L'enseignant qui travaille en classe depuis un certain temps remarquera à quel point le bon sens contamine la vision du monde, la parole et la posture de ses élèves. Au moins depuis le milieu des années 1980, les établissements d'enseignement du pays ont commencé à s'aligner sans réserve sur les directives néolibérales, créées en Amérique du Nord et en Europe au cours des décennies précédentes.
Compte tenu de l'agenda économique en vigueur au Brésil, il est nécessaire de situer la place occupée par le pays dans la confusion internationale, en particulier lorsqu'il s'agit de défendre et de professer l'enseignement libertaire, c'est-à-dire de recourir à une méthode qui suppose le dialogue et favorise la formation êtres pensants et sensibles, raisonnables et solidaires.
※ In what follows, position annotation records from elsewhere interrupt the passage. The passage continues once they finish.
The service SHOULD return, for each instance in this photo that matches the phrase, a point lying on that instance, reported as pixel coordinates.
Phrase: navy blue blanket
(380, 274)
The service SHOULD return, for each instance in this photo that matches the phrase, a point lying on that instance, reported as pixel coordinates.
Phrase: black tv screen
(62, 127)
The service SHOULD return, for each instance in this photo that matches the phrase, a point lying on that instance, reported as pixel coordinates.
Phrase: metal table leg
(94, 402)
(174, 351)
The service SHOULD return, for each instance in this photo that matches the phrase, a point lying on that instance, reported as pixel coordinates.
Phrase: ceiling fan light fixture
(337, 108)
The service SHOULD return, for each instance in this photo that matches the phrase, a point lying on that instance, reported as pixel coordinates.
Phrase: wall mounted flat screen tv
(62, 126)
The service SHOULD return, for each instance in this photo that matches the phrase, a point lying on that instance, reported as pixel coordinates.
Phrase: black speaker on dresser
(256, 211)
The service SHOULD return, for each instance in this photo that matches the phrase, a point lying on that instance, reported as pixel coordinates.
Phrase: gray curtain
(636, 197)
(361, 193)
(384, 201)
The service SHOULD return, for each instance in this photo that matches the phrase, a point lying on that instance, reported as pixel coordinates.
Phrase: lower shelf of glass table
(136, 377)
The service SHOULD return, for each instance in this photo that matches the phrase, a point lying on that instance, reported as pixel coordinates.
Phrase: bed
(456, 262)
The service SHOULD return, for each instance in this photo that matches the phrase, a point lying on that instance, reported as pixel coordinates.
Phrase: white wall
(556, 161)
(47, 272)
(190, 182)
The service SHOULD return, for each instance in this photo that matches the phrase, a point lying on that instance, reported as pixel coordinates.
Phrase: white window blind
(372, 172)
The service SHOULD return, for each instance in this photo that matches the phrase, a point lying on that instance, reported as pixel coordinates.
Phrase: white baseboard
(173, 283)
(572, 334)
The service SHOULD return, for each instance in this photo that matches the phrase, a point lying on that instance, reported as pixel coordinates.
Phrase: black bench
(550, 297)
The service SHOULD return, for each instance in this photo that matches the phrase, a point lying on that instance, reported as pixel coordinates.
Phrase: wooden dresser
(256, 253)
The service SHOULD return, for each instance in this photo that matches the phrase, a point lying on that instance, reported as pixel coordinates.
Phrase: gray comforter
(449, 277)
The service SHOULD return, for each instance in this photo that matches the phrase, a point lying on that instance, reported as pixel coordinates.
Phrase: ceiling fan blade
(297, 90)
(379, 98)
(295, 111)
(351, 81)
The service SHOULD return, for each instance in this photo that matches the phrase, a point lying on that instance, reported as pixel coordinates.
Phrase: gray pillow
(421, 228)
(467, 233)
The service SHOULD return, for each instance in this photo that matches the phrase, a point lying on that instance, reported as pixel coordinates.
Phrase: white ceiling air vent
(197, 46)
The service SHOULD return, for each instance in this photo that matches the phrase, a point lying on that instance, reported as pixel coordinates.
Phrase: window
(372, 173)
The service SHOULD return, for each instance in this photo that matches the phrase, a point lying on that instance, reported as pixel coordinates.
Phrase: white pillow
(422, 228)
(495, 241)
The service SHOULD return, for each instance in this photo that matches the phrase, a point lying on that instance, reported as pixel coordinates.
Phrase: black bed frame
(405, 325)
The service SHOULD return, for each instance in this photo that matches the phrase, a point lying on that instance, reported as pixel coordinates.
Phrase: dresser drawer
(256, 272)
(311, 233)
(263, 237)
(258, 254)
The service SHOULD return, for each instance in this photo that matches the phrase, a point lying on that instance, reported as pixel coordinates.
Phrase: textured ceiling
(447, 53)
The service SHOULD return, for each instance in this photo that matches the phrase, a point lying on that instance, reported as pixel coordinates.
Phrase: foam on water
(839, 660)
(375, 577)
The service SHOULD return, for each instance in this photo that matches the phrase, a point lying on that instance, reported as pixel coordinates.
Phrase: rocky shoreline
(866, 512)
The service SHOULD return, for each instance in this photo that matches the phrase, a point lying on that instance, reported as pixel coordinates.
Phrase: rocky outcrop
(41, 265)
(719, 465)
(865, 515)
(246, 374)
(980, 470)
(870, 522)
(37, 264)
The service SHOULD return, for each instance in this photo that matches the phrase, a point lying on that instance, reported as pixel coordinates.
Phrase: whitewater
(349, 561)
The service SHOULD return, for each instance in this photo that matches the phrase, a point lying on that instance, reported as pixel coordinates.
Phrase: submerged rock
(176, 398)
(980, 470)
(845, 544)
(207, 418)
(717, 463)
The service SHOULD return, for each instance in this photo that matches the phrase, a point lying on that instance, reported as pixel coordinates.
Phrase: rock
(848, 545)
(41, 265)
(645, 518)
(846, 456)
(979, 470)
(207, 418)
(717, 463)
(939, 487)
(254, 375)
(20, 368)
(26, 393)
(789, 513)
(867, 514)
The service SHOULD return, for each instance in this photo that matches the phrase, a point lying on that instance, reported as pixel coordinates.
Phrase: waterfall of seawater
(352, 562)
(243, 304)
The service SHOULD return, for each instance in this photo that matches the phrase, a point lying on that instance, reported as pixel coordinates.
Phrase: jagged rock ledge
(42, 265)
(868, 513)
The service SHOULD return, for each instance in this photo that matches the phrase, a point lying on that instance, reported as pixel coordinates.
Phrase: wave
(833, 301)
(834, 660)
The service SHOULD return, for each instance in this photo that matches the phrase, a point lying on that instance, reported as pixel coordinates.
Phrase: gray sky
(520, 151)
Cela dit, n'importe quel sujet peut être étudié et réfléchi en classe. Seule une personne de mauvaise foi (ou très naïve) fera semblant de croire que l'enseignant doit agir comme un robot mal payé, capable de respecter strictement le contenu du manuel ou du livret pédagogique. Cette caractérisation de l'éducateur purement technique, non partisan, au discours neutre et non idéologique, n'est qu'une chimère. À ce point de l'histoire, on s'attendrait à ce que les parents et les élèves-clients desservis par l'établissement scolaire aient déjà appris la première leçon de celui qui examine la langue : il n'y a pas de discours désintéressé et apolitique.
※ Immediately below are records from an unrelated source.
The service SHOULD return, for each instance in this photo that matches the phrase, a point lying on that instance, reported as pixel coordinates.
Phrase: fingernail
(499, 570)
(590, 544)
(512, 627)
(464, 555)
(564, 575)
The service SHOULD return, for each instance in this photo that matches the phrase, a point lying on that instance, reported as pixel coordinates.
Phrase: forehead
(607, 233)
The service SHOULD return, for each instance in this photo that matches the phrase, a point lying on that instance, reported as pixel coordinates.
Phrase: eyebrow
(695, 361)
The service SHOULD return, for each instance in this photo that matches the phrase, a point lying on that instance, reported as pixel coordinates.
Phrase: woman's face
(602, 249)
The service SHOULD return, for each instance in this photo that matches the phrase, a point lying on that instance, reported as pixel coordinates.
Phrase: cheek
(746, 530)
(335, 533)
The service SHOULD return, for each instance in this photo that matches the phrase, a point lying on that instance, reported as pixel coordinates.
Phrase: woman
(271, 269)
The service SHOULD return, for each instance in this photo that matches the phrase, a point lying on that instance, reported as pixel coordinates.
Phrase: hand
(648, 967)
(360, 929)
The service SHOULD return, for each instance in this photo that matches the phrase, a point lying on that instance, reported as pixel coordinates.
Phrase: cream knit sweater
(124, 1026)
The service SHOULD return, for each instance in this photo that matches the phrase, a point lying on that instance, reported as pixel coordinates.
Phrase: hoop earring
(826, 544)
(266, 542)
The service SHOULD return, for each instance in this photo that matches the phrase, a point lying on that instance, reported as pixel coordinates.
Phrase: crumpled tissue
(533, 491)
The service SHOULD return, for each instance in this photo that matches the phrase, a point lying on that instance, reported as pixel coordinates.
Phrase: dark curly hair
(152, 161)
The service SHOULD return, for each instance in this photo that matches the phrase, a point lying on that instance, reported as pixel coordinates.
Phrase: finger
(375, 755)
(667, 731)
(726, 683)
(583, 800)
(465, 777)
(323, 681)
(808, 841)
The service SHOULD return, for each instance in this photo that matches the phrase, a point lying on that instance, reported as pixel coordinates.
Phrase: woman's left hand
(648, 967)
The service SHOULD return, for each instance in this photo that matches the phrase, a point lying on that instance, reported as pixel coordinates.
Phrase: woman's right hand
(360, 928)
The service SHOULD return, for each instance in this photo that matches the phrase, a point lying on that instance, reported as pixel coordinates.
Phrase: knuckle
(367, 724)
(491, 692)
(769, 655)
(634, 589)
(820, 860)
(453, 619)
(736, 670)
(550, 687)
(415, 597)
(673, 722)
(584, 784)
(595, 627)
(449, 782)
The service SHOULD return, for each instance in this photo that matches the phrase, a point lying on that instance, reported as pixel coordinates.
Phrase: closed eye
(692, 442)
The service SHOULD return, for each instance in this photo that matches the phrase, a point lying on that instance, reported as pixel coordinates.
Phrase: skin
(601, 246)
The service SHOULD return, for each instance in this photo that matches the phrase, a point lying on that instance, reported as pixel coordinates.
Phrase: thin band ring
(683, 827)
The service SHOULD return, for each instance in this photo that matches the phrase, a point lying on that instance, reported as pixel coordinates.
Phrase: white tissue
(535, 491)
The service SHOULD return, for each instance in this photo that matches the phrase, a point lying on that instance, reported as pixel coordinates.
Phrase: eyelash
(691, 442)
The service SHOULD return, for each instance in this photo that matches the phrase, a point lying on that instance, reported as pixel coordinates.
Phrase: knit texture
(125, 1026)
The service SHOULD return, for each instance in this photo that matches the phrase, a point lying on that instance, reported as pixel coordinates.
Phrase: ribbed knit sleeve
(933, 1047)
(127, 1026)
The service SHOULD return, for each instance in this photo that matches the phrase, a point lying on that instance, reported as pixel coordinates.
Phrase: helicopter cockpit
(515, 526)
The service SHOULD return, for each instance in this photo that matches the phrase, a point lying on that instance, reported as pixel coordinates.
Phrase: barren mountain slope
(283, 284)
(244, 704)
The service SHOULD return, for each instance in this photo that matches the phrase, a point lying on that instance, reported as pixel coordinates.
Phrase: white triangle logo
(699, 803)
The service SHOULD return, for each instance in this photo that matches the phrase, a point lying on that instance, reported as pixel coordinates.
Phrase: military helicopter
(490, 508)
D'ailleurs, c'est dans une classe, à l'âge de quinze ans, que j'ai appris cela de l'enseignante Wanda Antunes : le discours anti-philosophique a une matrice philosophique. De manière analogue, on peut dire la même chose de la prétendue lutte contre l'idéologie : il n'y a rien de plus idéologique que de nier la diversité ; ignorer les contradictions ; atténuer les fractures et les inégalités sociales, culturelles et économiques dans lesquelles nous opérons. Les opposants à l'enseignement de la philosophie inventent des disciplines absolument contestables, qui assimilent « projet de vie » à réflexion profonde, partant du principe que former le citoyen étudiant équivaut à préparer l'étudiant à se soumettre aux règles violentes du marché.
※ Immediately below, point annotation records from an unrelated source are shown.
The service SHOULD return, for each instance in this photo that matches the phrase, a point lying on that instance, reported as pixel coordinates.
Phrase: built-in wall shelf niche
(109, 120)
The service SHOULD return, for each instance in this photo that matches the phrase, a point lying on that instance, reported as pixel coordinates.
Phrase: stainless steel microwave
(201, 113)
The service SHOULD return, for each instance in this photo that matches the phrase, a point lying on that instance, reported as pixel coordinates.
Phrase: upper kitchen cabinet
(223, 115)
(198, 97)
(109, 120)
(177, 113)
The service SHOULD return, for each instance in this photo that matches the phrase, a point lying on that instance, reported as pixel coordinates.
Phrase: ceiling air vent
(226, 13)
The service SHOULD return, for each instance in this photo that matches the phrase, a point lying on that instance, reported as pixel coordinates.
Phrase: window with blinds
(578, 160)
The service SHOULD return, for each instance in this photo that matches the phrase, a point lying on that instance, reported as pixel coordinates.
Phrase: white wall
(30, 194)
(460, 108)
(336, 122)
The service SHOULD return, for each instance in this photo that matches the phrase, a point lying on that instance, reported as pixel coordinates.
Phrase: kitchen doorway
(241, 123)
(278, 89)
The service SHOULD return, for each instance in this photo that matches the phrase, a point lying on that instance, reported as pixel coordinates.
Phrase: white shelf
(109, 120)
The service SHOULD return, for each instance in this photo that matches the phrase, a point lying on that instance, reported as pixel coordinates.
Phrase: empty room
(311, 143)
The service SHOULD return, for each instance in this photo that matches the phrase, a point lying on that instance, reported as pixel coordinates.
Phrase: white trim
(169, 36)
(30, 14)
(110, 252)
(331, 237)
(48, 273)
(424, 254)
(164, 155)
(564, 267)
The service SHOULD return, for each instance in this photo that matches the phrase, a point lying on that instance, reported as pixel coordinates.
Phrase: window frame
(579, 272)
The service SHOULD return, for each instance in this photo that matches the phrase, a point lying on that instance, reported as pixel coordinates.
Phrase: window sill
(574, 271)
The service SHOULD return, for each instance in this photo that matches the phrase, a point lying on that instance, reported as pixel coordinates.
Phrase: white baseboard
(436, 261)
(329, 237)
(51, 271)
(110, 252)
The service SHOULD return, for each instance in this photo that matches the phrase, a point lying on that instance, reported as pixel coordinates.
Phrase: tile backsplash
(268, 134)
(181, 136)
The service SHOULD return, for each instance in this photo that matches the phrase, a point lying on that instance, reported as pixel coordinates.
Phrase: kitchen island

Comme je l'ai dit, vous pouvez discuter de tout dans la classe. Dans un pays officiellement laïc depuis sa première constitution républicaine (1891), il devrait être naturel de comparer les religions et de discuter des différentes conformations de leurs représentants. Cela n'implique pas de questionner la foi – qui est une affaire intime. Un mouvement similaire pourrait être réservé à d'autres institutions sociales, telles que l'origine historique du mariage et la famille telle que nous la connaissons ; situer la propriété privée et la lutte pour la terre dans un pays réputé inégal comme celui-ci ; conceptualiser les régimes étatiques et les systèmes gouvernementaux; réfléchir au maintien de l'Etat de droit, ainsi qu'au contenu des lois, règlements et normes qui nous régissent ; défendre l'importance de la science, le rôle d'internet, etc.
Malheureusement, il semble y avoir une confusion entre traiter l'entité de marché comme un sujet de classe et voir la classe comme une annexe marketing. La question est relativement simple. Si nous acceptons que la salle de classe soit un forum réservé à l'étude des théories, des formules, des cartes, des organismes et des astres ; s'il est l'un des rares milieux propices à l'analyse critique des discours et à l'examen des données et des situations propices à la réflexion sur les pratiques anciennes ou actuelles, il ne saurait être converti en une arène où élèves et enseignants apprennent à se battre selon les règles de la liberté, de la concurrence, au nom d'une compétitivité « saine ».
Considérant que nos dialogues quotidiens se partagent essentiellement entre Éros e Tanatos, ne serait-il pas raisonnable de défendre que la salle de classe est une place forte qui permet de discuter des contradictions inhérentes aux rapports sociaux, aux métiers et aux entreprises ? Quand l'environnement est réduit à une petite arène mondiale la performance des entreprises, quelle place reste-t-il pour accueillir la formation des savoirs et encourager une posture critique – en contemplant les points de vue variés des élèves et des enseignants ?
*Jean-Pierre Chauvin Professeur de culture et littérature brésiliennes à l'École de communication et des arts de l'USP. Auteur, entre autres livres de Seven Speeches : essais sur les typologies discursives.